Could the Sea Cargo Charter change tanker shipping?

Feb 25 2021


A number of tanker and dry bulk charterers, including Trafigura, Equinor, Total, Gunvor, Shell, Occidental, and Dow Chemical, have attached their names to an initiative called the Sea Cargo Charter, which aims to provide a framework "for aligning chartering activities with responsible environmental behaviour to promote international shipping's decarbonisation".

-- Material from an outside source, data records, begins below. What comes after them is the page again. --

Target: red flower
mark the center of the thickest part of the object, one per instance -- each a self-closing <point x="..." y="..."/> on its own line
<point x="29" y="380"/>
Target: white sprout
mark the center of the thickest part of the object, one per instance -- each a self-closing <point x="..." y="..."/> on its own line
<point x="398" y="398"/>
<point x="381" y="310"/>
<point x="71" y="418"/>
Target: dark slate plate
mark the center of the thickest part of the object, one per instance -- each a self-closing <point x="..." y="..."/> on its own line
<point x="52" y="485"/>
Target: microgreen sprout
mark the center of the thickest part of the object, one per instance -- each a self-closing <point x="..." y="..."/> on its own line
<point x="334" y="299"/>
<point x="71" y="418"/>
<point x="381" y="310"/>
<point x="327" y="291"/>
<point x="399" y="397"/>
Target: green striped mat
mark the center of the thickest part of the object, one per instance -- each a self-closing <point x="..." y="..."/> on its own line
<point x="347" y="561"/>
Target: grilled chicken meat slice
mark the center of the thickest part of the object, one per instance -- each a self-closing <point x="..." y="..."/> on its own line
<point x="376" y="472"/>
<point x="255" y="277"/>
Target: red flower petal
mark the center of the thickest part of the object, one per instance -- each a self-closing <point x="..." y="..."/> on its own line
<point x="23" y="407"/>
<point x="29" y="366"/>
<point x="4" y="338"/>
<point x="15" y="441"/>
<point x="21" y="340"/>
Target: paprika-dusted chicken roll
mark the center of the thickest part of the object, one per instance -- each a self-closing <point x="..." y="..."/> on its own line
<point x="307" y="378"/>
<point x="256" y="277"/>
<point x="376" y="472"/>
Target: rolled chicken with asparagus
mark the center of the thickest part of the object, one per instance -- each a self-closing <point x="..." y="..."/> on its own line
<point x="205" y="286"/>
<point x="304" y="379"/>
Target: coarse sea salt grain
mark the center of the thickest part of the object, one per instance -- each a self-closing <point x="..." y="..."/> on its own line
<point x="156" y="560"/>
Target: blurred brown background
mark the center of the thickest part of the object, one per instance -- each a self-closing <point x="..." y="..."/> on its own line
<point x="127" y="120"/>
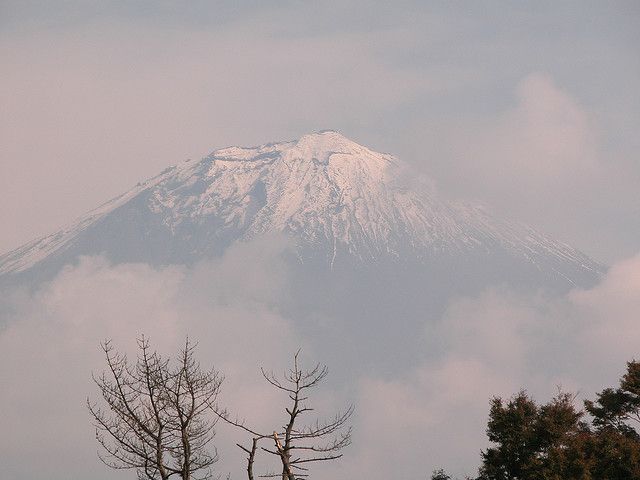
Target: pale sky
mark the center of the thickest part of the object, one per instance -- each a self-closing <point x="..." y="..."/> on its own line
<point x="533" y="109"/>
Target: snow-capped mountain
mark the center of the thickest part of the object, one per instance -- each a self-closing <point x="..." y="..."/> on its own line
<point x="339" y="201"/>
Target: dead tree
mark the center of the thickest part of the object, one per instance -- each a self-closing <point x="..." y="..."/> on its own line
<point x="294" y="445"/>
<point x="156" y="414"/>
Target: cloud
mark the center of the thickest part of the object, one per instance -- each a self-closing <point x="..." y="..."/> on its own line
<point x="494" y="344"/>
<point x="50" y="345"/>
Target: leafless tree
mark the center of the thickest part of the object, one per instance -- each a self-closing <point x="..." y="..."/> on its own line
<point x="156" y="418"/>
<point x="297" y="446"/>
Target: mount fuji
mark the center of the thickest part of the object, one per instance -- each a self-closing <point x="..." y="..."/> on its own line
<point x="343" y="206"/>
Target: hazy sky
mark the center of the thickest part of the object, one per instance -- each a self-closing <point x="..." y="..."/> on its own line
<point x="531" y="108"/>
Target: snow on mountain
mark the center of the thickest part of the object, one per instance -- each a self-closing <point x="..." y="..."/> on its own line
<point x="338" y="200"/>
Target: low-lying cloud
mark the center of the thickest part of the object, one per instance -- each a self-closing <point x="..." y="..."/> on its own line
<point x="431" y="415"/>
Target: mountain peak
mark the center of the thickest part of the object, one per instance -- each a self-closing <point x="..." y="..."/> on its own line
<point x="338" y="200"/>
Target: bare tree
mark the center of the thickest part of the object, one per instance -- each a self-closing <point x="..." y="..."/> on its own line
<point x="157" y="415"/>
<point x="297" y="446"/>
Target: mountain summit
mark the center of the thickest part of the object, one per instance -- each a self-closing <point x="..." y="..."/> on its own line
<point x="340" y="202"/>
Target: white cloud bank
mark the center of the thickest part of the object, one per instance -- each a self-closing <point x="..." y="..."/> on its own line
<point x="432" y="416"/>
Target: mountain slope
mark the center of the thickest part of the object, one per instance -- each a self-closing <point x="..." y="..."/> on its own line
<point x="340" y="202"/>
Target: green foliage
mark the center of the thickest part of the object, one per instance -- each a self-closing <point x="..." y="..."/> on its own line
<point x="552" y="441"/>
<point x="533" y="441"/>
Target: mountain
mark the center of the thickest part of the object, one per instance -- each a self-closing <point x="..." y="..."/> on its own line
<point x="343" y="205"/>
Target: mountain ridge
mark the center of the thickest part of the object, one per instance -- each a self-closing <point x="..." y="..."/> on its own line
<point x="338" y="199"/>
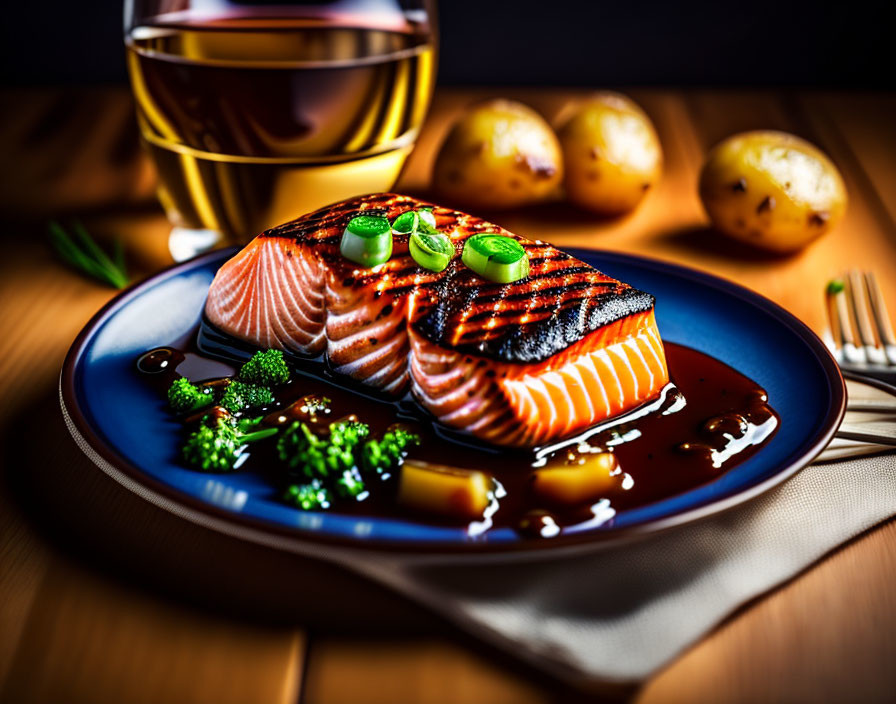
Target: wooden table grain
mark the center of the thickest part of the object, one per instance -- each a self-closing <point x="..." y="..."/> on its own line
<point x="97" y="602"/>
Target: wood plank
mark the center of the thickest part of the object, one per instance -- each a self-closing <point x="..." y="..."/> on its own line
<point x="90" y="640"/>
<point x="384" y="671"/>
<point x="828" y="636"/>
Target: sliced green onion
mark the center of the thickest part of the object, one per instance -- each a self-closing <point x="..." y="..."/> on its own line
<point x="411" y="220"/>
<point x="427" y="217"/>
<point x="406" y="223"/>
<point x="367" y="240"/>
<point x="431" y="250"/>
<point x="497" y="258"/>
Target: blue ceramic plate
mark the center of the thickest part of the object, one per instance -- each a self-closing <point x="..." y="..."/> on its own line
<point x="120" y="422"/>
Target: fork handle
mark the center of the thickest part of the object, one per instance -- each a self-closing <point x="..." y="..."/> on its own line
<point x="878" y="433"/>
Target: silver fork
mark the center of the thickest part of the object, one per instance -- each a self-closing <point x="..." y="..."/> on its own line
<point x="861" y="335"/>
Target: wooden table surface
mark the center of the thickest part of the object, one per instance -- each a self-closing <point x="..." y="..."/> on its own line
<point x="97" y="602"/>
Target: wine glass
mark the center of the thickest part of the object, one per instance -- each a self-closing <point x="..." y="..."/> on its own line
<point x="255" y="114"/>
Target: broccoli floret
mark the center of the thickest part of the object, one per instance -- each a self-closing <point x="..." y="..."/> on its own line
<point x="240" y="396"/>
<point x="184" y="397"/>
<point x="351" y="485"/>
<point x="267" y="368"/>
<point x="312" y="405"/>
<point x="383" y="457"/>
<point x="341" y="460"/>
<point x="217" y="447"/>
<point x="309" y="497"/>
<point x="302" y="449"/>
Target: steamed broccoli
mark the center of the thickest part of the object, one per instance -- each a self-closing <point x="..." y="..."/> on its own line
<point x="300" y="448"/>
<point x="184" y="397"/>
<point x="310" y="496"/>
<point x="240" y="396"/>
<point x="382" y="457"/>
<point x="341" y="461"/>
<point x="266" y="368"/>
<point x="217" y="447"/>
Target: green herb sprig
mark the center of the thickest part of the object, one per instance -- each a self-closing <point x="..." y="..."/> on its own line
<point x="84" y="254"/>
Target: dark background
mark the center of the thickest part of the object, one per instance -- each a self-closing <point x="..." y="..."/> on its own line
<point x="556" y="42"/>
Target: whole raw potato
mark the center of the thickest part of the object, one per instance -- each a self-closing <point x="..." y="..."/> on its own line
<point x="499" y="154"/>
<point x="611" y="154"/>
<point x="771" y="189"/>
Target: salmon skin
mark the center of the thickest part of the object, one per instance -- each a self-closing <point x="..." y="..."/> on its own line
<point x="518" y="364"/>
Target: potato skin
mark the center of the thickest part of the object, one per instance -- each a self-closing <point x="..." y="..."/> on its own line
<point x="772" y="190"/>
<point x="611" y="154"/>
<point x="499" y="154"/>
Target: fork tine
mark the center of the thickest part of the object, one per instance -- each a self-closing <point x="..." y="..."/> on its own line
<point x="833" y="337"/>
<point x="851" y="352"/>
<point x="881" y="316"/>
<point x="859" y="299"/>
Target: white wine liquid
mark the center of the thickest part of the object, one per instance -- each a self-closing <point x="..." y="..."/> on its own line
<point x="253" y="122"/>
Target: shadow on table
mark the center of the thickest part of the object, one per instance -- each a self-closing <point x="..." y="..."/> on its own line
<point x="88" y="517"/>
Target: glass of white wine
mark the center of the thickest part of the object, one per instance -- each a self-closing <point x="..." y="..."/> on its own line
<point x="256" y="113"/>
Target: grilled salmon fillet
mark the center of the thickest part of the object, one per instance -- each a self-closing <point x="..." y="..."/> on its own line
<point x="518" y="364"/>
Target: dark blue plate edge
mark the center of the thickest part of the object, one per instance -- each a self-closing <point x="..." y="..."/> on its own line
<point x="294" y="540"/>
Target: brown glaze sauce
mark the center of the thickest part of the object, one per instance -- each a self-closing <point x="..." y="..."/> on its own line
<point x="708" y="420"/>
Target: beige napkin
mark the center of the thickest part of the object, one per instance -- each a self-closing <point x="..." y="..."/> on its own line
<point x="615" y="616"/>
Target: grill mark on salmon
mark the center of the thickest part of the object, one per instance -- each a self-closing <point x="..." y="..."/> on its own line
<point x="516" y="364"/>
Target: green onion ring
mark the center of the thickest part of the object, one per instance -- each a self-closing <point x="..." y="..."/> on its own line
<point x="367" y="240"/>
<point x="497" y="258"/>
<point x="431" y="250"/>
<point x="406" y="223"/>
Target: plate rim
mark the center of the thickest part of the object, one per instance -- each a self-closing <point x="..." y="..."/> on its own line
<point x="255" y="530"/>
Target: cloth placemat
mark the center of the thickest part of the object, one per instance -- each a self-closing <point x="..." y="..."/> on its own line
<point x="618" y="615"/>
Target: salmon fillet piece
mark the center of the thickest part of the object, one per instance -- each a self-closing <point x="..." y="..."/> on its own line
<point x="518" y="364"/>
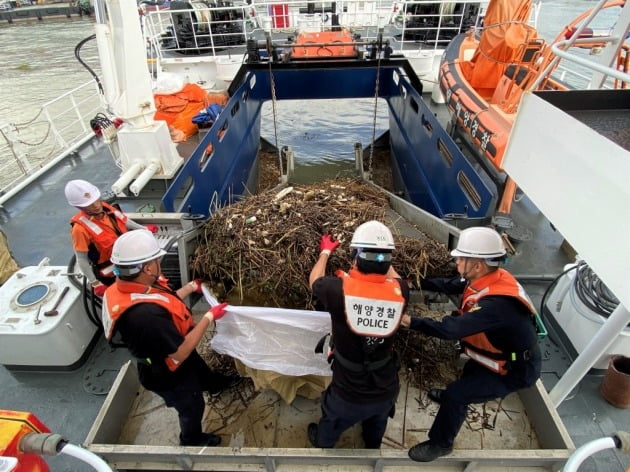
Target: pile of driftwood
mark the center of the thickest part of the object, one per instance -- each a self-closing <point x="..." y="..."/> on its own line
<point x="266" y="245"/>
<point x="260" y="252"/>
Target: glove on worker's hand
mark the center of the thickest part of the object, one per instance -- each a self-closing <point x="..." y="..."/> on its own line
<point x="216" y="312"/>
<point x="327" y="244"/>
<point x="99" y="290"/>
<point x="196" y="285"/>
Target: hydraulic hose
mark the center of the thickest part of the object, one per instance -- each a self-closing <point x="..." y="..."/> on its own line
<point x="89" y="302"/>
<point x="620" y="440"/>
<point x="48" y="444"/>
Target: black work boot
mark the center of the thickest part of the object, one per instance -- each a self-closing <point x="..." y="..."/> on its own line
<point x="428" y="451"/>
<point x="312" y="434"/>
<point x="435" y="394"/>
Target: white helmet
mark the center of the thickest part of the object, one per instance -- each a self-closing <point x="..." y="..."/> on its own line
<point x="136" y="247"/>
<point x="479" y="242"/>
<point x="81" y="193"/>
<point x="372" y="235"/>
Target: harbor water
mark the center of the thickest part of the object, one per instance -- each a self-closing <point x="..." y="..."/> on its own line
<point x="38" y="64"/>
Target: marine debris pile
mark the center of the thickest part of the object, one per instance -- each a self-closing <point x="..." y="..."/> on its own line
<point x="260" y="251"/>
<point x="265" y="245"/>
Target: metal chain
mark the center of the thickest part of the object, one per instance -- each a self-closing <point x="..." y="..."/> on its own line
<point x="275" y="123"/>
<point x="378" y="69"/>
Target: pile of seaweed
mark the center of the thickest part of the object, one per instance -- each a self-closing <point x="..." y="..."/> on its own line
<point x="265" y="246"/>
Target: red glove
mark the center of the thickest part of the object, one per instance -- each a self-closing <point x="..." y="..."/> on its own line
<point x="99" y="290"/>
<point x="197" y="285"/>
<point x="327" y="244"/>
<point x="216" y="312"/>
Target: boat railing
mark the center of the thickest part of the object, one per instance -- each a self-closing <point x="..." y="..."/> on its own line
<point x="432" y="25"/>
<point x="59" y="128"/>
<point x="585" y="68"/>
<point x="225" y="30"/>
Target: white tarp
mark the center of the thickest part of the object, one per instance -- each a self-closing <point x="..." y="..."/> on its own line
<point x="275" y="339"/>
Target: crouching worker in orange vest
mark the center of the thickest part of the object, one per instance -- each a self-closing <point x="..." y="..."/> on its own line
<point x="366" y="306"/>
<point x="158" y="328"/>
<point x="496" y="326"/>
<point x="94" y="229"/>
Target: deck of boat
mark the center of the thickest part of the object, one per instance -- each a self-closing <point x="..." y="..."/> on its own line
<point x="68" y="402"/>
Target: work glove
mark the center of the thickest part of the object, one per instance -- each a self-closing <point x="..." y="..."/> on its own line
<point x="196" y="285"/>
<point x="216" y="312"/>
<point x="327" y="244"/>
<point x="99" y="290"/>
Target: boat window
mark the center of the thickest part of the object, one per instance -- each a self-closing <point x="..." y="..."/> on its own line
<point x="183" y="193"/>
<point x="414" y="105"/>
<point x="469" y="190"/>
<point x="444" y="152"/>
<point x="429" y="129"/>
<point x="222" y="131"/>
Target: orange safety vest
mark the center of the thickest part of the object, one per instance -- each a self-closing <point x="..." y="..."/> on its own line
<point x="373" y="303"/>
<point x="477" y="346"/>
<point x="102" y="235"/>
<point x="123" y="294"/>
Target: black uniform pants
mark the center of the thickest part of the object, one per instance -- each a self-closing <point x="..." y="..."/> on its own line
<point x="477" y="384"/>
<point x="339" y="415"/>
<point x="187" y="399"/>
<point x="187" y="396"/>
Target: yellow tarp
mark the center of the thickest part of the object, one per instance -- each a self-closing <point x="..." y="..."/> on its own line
<point x="8" y="266"/>
<point x="505" y="31"/>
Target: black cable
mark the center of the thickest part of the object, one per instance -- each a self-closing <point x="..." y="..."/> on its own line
<point x="77" y="54"/>
<point x="551" y="286"/>
<point x="592" y="292"/>
<point x="100" y="122"/>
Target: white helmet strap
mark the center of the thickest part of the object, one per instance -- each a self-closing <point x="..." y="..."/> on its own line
<point x="373" y="255"/>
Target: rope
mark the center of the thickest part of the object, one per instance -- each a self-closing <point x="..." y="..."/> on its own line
<point x="272" y="83"/>
<point x="378" y="70"/>
<point x="77" y="54"/>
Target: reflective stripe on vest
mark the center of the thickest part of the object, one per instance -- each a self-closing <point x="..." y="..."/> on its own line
<point x="373" y="303"/>
<point x="477" y="346"/>
<point x="122" y="295"/>
<point x="103" y="237"/>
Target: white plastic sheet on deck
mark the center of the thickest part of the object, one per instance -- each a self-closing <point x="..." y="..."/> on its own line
<point x="276" y="339"/>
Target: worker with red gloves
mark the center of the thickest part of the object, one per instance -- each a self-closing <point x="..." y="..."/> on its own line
<point x="366" y="306"/>
<point x="94" y="229"/>
<point x="159" y="330"/>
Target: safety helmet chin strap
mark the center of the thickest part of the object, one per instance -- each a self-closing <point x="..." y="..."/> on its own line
<point x="127" y="271"/>
<point x="91" y="213"/>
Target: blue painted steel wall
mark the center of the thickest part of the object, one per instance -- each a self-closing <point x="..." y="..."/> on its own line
<point x="226" y="175"/>
<point x="427" y="180"/>
<point x="430" y="181"/>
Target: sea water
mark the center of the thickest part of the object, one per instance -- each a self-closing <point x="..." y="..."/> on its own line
<point x="38" y="63"/>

The signatories agree to calculate and report the emissions from their chartering activities, and assess if they are aligned with the IMO’s ambition of reducing greenhouse gas (GHG) by 50 per cent by 2050 compared to 2008. This is something all large companies would probably be planning to do anyway.

 

Transparent reporting of emissions is a first step to reducing them. Nobody wants to release data showing that their emissions are very poor compared to their peers.

 

Catrine Vetereng, vice president, global segment director tankers, DNV GL, said during a DNV GL webinar that she believes Sea Cargo Charter will “to a great extent influence the tanker owners and the development of the ship.”

 

It is “setting goals for the tanker owners and bulkers, and promoting and incentivising international shipping decarbonisations, and connecting that with the charterer,” she said.

 

The framework

Sea Cargo Charter aims to develop a "framework for assessing and disclosing the climate alignment of chartering activities," with an aim to "assess and disclose whether chartering activities are in line with adopted climate goals."

 

This means that signatories will, on an annual basis, calculate the GHG emission intensity and total GHG emissions of their chartering activities, and will assess their climate alignment (carbon intensity relative to established decarbonization trajectories).

 

“Climate alignment” is defined as the degree to which voyage carbon intensity of a vessel category is in line with a decarbonization trajectory that meets the IMO ambition of reducing total annual GHG emissions by at least 50% by 2050 based on 2008 levels.

 

In order to take the volume and distance of cargo movements into account, the calculation is based on “emissions intensity”, which IMO calculates as “grams of CO2 per tonne-nautical mile”.

 

The Sea Cargo Charter relies specifically on the Energy Efficiency Operational Indicator (EEOI) as the carbon intensity metric, which produces the closest measure of the vessel’s true carbon intensity in operation, to a high level of granularity.

 

The EEOI uses the parameters of fuel consumption, the GHG emission factor for each fuel type, distance travelled while laden with transported cargo, and amount of cargo transported over given voyage.

 

A decarbonization trajectory is a representation of the planned rate of change of CO2 emissions per unit weight of goods over time.

 

The plan is that standard decarbonization trajectories will be produced by the Secretariat of the Sea Cargo Charter for each ship type and size class.

 

To assess climate alignment of a specific voyage, the carbon intensity is compared with where it should be, according to the decarbonization trajectory for its respective ship type and size class.

 

Shipowners will need to provide the data to their customers, if they are signatories, and signatories will provide the data to Sea Cargo Charter.

 

It says, "to ensure that information provided under the Sea Cargo Charter is practical, fair and accurate, Signatories will only use data types, sources and service providers identified in the Technical Guidance."

 

About Sea Cargo Charter

Sea Cargo Charter has a website at seacargocharter.org. It shares an office in Copenhagen with the Poseidon Principles and an organisation called Global Maritime Forum, which has 19 employees, describing itself as "an international not-for-profit organization committed to shaping the future of global seaborne trade".

 

A first Steering Committee will be elected at the first Annual Meeting of the Sea Cargo Charter Association, which will be held in 2021. In the interim, the Steering Committee is constituted of the first fifteen Signatories.

 

Members commit to “ensure ongoing compliance with the Sea Cargo Charter for new chartering activities through contractual means by using the Sea Cargo Charter Clause in charter parties.”

 

They also commit to “contribute to the update and addition of the Sea Cargo Charter Clause through the annual review process.”

 

Poseidon Principles

The Poseidon Principles, which might be considered a sister project to the Sea Cargo Charter, describes itself as a “framework for integrating climate considerations into lending decisions to promote international shipping’s decarbonization”.

 

It has 18 financial institutions as signatories, together representing a bank loan portfolio to global shipping of approximately $150 billion, more than a third of the global ship finance portfolio.

 

The signatories are ABN-AMRO, Amsterdam Trade Bank, BNP Paribas, Bpifrance, CIC, Citi, Crédit Agricole, Credit Suisse, Danish Ship Finance, Danske Bank, DNB, DVB Bank, Export Credit Norway, ING, Nordea, Société Générale, Sparebanken Vest and Sumitomo Mitsui Trust Bank.